41. All our bodily troubles are avoided by our abstaining from avarice, as we are freed from fear of night goblins at the dispersion of darkness.

42. So long do men remain in their state of (dead like) dumbness and mental delirium, as they are subject to the poisonous cholic of avarice.

43. Men may get rid of their misery by their being freed from anxieties. It is the abandonment of cares which is said to be the best remedy of avarice.

44. As the fishes in a pond fondly grasp the bait in expectation of a sop, so do the avaricious lay hold on any thing, be it wood or stone or even a straw.

45. Avarice like an acute pain excites even the gravest of men to motion, just as the rays of the sun raise the lotus blossoms (above the water).

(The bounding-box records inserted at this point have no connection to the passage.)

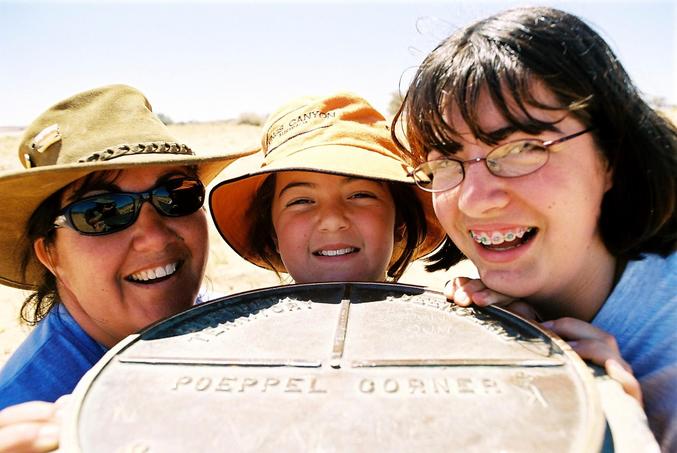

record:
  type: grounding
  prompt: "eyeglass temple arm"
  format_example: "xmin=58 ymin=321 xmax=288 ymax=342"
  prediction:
xmin=543 ymin=127 xmax=595 ymax=146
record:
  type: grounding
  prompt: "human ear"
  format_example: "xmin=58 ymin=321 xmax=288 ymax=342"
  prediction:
xmin=33 ymin=237 xmax=56 ymax=275
xmin=604 ymin=161 xmax=614 ymax=192
xmin=270 ymin=231 xmax=280 ymax=255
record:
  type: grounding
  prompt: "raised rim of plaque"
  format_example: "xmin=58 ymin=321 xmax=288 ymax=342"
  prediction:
xmin=60 ymin=282 xmax=608 ymax=452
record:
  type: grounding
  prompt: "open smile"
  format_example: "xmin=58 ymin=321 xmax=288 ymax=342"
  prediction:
xmin=125 ymin=261 xmax=183 ymax=284
xmin=313 ymin=247 xmax=360 ymax=256
xmin=469 ymin=226 xmax=538 ymax=252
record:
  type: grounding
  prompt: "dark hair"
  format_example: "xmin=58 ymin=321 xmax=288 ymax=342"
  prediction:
xmin=20 ymin=166 xmax=198 ymax=325
xmin=246 ymin=173 xmax=427 ymax=281
xmin=392 ymin=7 xmax=677 ymax=271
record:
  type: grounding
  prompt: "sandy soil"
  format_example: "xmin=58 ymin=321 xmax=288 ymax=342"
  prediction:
xmin=0 ymin=122 xmax=474 ymax=366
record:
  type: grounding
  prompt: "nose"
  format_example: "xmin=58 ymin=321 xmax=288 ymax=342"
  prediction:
xmin=131 ymin=203 xmax=178 ymax=251
xmin=457 ymin=162 xmax=510 ymax=217
xmin=318 ymin=203 xmax=350 ymax=232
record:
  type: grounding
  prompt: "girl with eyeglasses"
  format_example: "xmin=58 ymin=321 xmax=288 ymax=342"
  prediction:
xmin=210 ymin=93 xmax=443 ymax=283
xmin=395 ymin=8 xmax=677 ymax=451
xmin=0 ymin=85 xmax=251 ymax=451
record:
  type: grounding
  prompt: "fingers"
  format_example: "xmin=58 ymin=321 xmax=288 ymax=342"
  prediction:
xmin=0 ymin=401 xmax=57 ymax=428
xmin=604 ymin=359 xmax=644 ymax=406
xmin=444 ymin=277 xmax=515 ymax=307
xmin=0 ymin=401 xmax=59 ymax=453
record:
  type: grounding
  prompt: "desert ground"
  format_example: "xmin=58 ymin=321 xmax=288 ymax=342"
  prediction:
xmin=0 ymin=107 xmax=677 ymax=367
xmin=0 ymin=121 xmax=474 ymax=366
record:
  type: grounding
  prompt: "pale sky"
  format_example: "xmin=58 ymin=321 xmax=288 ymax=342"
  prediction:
xmin=0 ymin=0 xmax=677 ymax=126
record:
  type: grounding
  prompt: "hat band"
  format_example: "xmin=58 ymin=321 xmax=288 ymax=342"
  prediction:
xmin=78 ymin=143 xmax=195 ymax=163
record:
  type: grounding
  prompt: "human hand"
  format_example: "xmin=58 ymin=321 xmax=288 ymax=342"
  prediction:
xmin=444 ymin=277 xmax=540 ymax=321
xmin=541 ymin=318 xmax=642 ymax=405
xmin=0 ymin=395 xmax=70 ymax=453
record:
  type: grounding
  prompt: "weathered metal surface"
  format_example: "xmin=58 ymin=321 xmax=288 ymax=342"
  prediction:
xmin=62 ymin=283 xmax=604 ymax=452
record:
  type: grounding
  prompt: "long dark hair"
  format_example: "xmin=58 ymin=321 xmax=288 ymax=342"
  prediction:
xmin=392 ymin=7 xmax=677 ymax=270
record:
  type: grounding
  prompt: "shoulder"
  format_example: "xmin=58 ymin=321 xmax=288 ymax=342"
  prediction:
xmin=0 ymin=307 xmax=105 ymax=408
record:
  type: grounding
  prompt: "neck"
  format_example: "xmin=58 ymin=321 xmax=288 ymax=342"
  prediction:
xmin=527 ymin=253 xmax=623 ymax=322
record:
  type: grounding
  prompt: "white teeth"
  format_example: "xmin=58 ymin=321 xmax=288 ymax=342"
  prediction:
xmin=317 ymin=247 xmax=356 ymax=256
xmin=470 ymin=227 xmax=534 ymax=245
xmin=129 ymin=263 xmax=177 ymax=282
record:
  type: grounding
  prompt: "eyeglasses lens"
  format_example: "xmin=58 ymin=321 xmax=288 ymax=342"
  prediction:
xmin=68 ymin=193 xmax=135 ymax=234
xmin=487 ymin=140 xmax=548 ymax=178
xmin=66 ymin=178 xmax=205 ymax=235
xmin=152 ymin=179 xmax=205 ymax=217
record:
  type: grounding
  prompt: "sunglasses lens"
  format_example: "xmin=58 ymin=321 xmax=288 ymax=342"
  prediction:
xmin=153 ymin=178 xmax=205 ymax=217
xmin=66 ymin=193 xmax=136 ymax=234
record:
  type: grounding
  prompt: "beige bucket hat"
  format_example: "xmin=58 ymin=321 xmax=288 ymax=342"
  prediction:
xmin=209 ymin=93 xmax=444 ymax=272
xmin=0 ymin=85 xmax=256 ymax=289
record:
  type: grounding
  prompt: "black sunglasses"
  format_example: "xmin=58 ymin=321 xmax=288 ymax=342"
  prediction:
xmin=54 ymin=178 xmax=205 ymax=236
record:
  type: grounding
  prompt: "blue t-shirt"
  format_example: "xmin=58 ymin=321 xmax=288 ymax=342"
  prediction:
xmin=0 ymin=304 xmax=107 ymax=409
xmin=592 ymin=253 xmax=677 ymax=452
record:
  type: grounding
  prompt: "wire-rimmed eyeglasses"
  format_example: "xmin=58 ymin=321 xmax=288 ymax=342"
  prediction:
xmin=409 ymin=128 xmax=592 ymax=192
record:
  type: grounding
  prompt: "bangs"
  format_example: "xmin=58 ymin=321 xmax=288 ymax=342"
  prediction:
xmin=405 ymin=23 xmax=572 ymax=162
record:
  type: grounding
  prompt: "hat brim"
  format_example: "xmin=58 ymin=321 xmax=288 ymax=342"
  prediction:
xmin=209 ymin=146 xmax=445 ymax=273
xmin=0 ymin=149 xmax=255 ymax=290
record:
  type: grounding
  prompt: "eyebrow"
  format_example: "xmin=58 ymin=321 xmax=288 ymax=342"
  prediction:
xmin=277 ymin=175 xmax=385 ymax=197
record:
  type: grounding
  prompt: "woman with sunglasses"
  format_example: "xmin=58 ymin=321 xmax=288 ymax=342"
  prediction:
xmin=0 ymin=85 xmax=251 ymax=448
xmin=396 ymin=8 xmax=677 ymax=451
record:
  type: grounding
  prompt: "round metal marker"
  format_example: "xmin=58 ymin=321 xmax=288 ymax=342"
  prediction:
xmin=61 ymin=283 xmax=605 ymax=452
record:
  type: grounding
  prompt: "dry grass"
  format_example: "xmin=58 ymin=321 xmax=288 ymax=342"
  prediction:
xmin=0 ymin=122 xmax=464 ymax=366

46. It is compared with the bamboo in its length, hollowness, hard knots, and thorny prickles, and yet it is entertained in expectation of its yielding the manna and a pearly substance.

47. Yet it is a wonder that high-minded men, have been able to cut off this almost unseverable knot of avarice, by the glittering sword of reason:

48. As neither the edge of the sword, nor the fire of lightening, nor the sparks of the red-hot iron, are sharp enough to sever the keen avarice seated in our hearts.